Russian activity in Kazakhstan provides a good example of how profoundly this influence can set a nation back. Over the past decade, the Russian government has been using its influence to combat the growing power and reach of foreign energy companies investing in Kazakhstan. Through threats to increase pipeline access fees or by bribing powerful local business executives, often by placing them on the boards of prominent Russian energy businesses, Russia has both increased its own investment in the Kazakh energy sector and reduced the country’s attractiveness to foreign investors. This weakens the Kazakh economy in the long term and makes it more dependent on Russia. In turn, this new reliance on favorable relations with Russia has forced Kazakhstan to sell its resources at artificially low prices to appease the Russian government, which decreases Kazakhstan’s chances of future autonomy and economic prosperity.
The Puppet State
Ukraine may be legally independent, but it remains dependent to and subject to the power of the Russian Federation. Whereas it once was legally a territory possessed by the Tsardom of Russia, then the Russian Empire, and finally the USSR, today Russia seeks to dominate Ukraine through economic measures, under the guise of friendship and benefaction. A nation that must have its foreign policy approved by an economic benefactor, however, has lost its sovereignty. It is a nation subject to the whims of a more powerful regional player. As it stands today, the government of Ukraine is nothing more than a puppet of the Russian government, a mere façade to the global community.

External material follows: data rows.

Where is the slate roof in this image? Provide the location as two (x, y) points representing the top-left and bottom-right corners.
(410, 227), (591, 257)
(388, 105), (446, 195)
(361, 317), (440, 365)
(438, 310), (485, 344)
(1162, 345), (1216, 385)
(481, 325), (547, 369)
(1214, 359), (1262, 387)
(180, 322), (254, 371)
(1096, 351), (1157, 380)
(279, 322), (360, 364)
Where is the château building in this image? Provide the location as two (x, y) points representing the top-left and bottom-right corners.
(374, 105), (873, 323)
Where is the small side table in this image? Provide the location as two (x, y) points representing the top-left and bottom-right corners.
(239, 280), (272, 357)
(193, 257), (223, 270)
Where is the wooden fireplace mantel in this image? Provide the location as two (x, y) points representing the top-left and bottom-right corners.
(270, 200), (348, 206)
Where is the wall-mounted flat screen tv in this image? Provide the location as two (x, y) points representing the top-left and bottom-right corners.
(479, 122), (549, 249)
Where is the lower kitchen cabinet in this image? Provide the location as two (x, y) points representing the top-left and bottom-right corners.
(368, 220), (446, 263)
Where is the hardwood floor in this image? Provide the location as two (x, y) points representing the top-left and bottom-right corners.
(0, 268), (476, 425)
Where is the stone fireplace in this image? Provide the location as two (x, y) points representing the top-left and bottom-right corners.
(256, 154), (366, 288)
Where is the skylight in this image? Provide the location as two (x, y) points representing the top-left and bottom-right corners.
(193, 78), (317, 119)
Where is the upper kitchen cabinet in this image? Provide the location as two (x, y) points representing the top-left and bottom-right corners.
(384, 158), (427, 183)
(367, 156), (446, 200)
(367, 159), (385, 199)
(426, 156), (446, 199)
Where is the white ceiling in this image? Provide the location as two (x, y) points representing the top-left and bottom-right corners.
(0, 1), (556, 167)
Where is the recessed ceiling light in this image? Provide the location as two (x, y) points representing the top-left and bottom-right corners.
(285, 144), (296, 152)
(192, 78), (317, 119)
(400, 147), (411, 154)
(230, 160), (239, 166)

This unjust power grab by the Russian government has whipped Ukrainian citizens into a frenzy of protest and unrest. The statement is clear: no longer will the Ukrainian masses tolerate Russian dominance over their foreign and domestic policy. Whether the dissenting Ukrainian people will be able to break their nation away from Russian influence, however, remains to be seen. They may have the passion, but as we have observed, Russia has the money.